Surgical sequencing commonly starts with atraumatic extractions when necessary, followed by alveolar debridement and assessment of implant bed conditions. Flap design choices may vary; some clinicians prefer a limited flap while others use full access depending on anatomic considerations. Drilling sequences and osteotomy depth are guided by preoperative planning; primary stability metrics such as insertion torque or implant stability quotient (ISQ) readings are often monitored intraoperatively. These metrics may inform decisions on immediate provisionalization, with teams typically setting conservative thresholds rather than absolute values.

Tilted posterior implant placement requires attention to angulation and emergence relative to the prosthesis. When posterior implants are angled, components and prosthetic abutments are selected to correct prosthetic emergence and to orient screw access favorably. Tilted implants may engage denser cortical bone anteriorly, which can enhance primary stability in some cases. However, clinicians must assess individual anatomy—sinus locations, mandibular canal position, and ridge morphology—to avoid encroachment on critical structures while achieving the planned trajectory.
Computer-guided surgery can be integrated with the operative steps to transfer the planned implant positions to the mouth. Guide-supported osteotomies are typically executed with long drills and guide sleeves, and clinicians often verify guide fit prior to preparation. In freehand placement, planned angles are translated using surgical stents or reference points from the plan. Whichever approach is used, surgeons commonly confirm prosthetic component compatibility intraoperatively and adjust for passive fit to reduce prosthetic stress at the time of loading.

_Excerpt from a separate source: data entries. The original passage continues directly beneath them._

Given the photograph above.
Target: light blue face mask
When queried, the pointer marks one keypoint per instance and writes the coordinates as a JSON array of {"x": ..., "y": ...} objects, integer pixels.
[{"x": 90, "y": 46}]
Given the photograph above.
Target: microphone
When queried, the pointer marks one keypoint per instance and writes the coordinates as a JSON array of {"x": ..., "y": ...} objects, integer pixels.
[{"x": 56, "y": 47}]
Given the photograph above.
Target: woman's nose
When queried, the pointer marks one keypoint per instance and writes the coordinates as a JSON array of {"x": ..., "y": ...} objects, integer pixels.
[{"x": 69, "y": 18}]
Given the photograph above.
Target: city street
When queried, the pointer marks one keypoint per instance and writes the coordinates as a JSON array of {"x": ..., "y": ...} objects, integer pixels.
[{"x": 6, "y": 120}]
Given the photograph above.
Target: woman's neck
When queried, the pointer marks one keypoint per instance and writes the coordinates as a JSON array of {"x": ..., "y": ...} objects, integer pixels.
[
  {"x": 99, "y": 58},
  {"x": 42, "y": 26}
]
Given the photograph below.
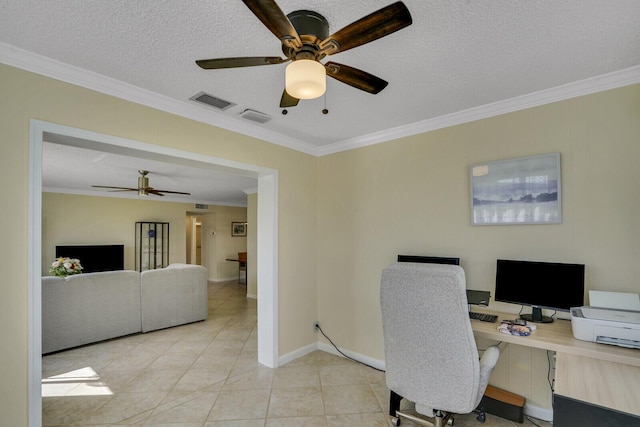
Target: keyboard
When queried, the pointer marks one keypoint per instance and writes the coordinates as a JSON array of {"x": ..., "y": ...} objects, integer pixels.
[{"x": 484, "y": 317}]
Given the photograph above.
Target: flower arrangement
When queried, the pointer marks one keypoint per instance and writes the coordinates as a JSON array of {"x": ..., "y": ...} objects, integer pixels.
[{"x": 63, "y": 267}]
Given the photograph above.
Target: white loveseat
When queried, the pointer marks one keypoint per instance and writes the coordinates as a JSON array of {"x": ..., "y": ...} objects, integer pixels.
[
  {"x": 92, "y": 307},
  {"x": 173, "y": 296}
]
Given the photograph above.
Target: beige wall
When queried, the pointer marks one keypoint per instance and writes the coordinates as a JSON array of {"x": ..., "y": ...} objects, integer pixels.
[
  {"x": 252, "y": 246},
  {"x": 28, "y": 96},
  {"x": 344, "y": 217},
  {"x": 411, "y": 196},
  {"x": 69, "y": 219}
]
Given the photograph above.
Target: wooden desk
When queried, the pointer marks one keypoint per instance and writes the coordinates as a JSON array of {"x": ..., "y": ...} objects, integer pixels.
[{"x": 598, "y": 374}]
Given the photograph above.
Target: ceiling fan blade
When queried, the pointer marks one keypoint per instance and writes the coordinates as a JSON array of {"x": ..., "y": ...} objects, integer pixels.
[
  {"x": 275, "y": 20},
  {"x": 250, "y": 61},
  {"x": 378, "y": 24},
  {"x": 116, "y": 188},
  {"x": 356, "y": 78},
  {"x": 288, "y": 100},
  {"x": 157, "y": 192}
]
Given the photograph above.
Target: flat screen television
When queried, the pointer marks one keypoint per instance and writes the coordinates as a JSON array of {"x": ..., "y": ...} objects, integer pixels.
[
  {"x": 94, "y": 258},
  {"x": 550, "y": 285},
  {"x": 429, "y": 259}
]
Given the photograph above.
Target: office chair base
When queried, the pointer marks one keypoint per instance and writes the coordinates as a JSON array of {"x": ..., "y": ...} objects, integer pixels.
[{"x": 440, "y": 419}]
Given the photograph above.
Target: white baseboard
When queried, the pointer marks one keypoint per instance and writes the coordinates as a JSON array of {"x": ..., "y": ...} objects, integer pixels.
[
  {"x": 539, "y": 413},
  {"x": 228, "y": 279}
]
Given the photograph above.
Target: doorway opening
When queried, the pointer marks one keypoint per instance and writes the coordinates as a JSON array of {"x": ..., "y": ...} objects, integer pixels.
[
  {"x": 267, "y": 236},
  {"x": 194, "y": 239}
]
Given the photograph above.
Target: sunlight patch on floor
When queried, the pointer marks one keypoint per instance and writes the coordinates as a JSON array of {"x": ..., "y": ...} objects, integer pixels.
[{"x": 80, "y": 382}]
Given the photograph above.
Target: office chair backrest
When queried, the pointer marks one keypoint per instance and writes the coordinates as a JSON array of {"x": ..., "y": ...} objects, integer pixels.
[{"x": 430, "y": 351}]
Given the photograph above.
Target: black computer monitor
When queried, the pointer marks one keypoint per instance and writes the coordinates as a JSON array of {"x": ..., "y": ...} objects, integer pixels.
[
  {"x": 550, "y": 285},
  {"x": 429, "y": 259},
  {"x": 94, "y": 258}
]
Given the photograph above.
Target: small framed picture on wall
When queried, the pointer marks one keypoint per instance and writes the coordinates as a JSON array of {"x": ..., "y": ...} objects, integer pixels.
[{"x": 238, "y": 229}]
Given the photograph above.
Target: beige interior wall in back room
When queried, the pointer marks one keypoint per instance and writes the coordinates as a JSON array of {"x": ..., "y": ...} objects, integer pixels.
[
  {"x": 228, "y": 246},
  {"x": 412, "y": 196},
  {"x": 27, "y": 96},
  {"x": 69, "y": 219},
  {"x": 252, "y": 245}
]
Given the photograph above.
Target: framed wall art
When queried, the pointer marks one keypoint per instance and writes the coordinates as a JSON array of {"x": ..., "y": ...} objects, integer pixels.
[
  {"x": 525, "y": 190},
  {"x": 238, "y": 229}
]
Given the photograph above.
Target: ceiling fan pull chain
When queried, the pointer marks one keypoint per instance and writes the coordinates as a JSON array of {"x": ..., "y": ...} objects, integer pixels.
[{"x": 325, "y": 111}]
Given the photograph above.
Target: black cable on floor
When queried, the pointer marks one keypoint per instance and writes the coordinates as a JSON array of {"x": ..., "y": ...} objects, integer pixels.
[{"x": 350, "y": 358}]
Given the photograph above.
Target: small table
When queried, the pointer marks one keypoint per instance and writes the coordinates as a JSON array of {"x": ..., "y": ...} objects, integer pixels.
[{"x": 242, "y": 266}]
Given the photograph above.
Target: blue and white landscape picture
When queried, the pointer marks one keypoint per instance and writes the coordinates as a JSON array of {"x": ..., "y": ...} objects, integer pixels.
[{"x": 517, "y": 191}]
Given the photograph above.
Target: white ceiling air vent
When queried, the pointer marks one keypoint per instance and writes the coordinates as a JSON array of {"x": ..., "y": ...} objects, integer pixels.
[
  {"x": 212, "y": 101},
  {"x": 255, "y": 116}
]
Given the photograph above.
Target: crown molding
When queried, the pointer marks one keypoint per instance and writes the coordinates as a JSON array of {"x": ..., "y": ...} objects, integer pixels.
[
  {"x": 29, "y": 61},
  {"x": 588, "y": 86},
  {"x": 39, "y": 64}
]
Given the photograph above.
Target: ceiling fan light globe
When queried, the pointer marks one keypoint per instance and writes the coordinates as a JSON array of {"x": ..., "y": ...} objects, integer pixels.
[{"x": 305, "y": 79}]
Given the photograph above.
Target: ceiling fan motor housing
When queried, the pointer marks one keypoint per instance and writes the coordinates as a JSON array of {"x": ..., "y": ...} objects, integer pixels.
[{"x": 312, "y": 29}]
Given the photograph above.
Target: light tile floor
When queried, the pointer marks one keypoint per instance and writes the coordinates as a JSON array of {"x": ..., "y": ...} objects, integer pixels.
[{"x": 206, "y": 374}]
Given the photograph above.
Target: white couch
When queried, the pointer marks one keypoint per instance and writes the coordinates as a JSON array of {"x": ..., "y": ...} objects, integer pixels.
[
  {"x": 173, "y": 296},
  {"x": 91, "y": 307}
]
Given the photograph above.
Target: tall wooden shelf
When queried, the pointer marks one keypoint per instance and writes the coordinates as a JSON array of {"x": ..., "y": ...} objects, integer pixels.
[{"x": 152, "y": 245}]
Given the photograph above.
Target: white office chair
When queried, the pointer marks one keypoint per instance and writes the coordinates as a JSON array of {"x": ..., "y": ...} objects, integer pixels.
[{"x": 430, "y": 352}]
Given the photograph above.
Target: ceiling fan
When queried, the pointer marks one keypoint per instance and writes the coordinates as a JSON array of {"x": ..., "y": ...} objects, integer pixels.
[
  {"x": 143, "y": 187},
  {"x": 305, "y": 39}
]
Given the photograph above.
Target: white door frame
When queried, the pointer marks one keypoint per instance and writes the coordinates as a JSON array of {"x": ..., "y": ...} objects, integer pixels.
[{"x": 267, "y": 259}]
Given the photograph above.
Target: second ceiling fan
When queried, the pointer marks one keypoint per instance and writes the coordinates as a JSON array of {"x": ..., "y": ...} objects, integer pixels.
[{"x": 305, "y": 40}]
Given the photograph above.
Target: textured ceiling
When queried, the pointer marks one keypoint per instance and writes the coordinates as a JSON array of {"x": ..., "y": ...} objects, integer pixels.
[
  {"x": 457, "y": 55},
  {"x": 459, "y": 60}
]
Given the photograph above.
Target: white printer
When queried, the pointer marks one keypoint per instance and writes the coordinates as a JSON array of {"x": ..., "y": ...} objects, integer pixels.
[
  {"x": 612, "y": 318},
  {"x": 606, "y": 325}
]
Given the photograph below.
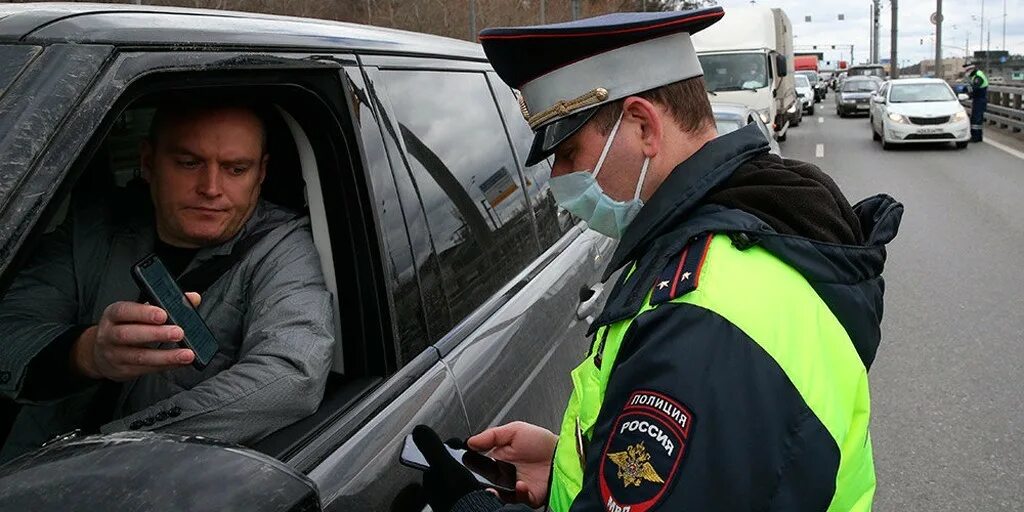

Immediate provisional delivery is a step that often follows implant placement when primary stability thresholds are met. Temporary fixed prostheses are usually designed to control occlusal contacts and to minimize lateral loading during healing. Where immediate loading is not appropriate due to insufficient stability or unfavorable tissue conditions, clinicians may opt for a nonfunctional interim solution and plan definitive restoration after osseointegration. Postoperative protocols commonly include medication management, dietary recommendations, and scheduled follow-up to monitor healing and prosthesis function.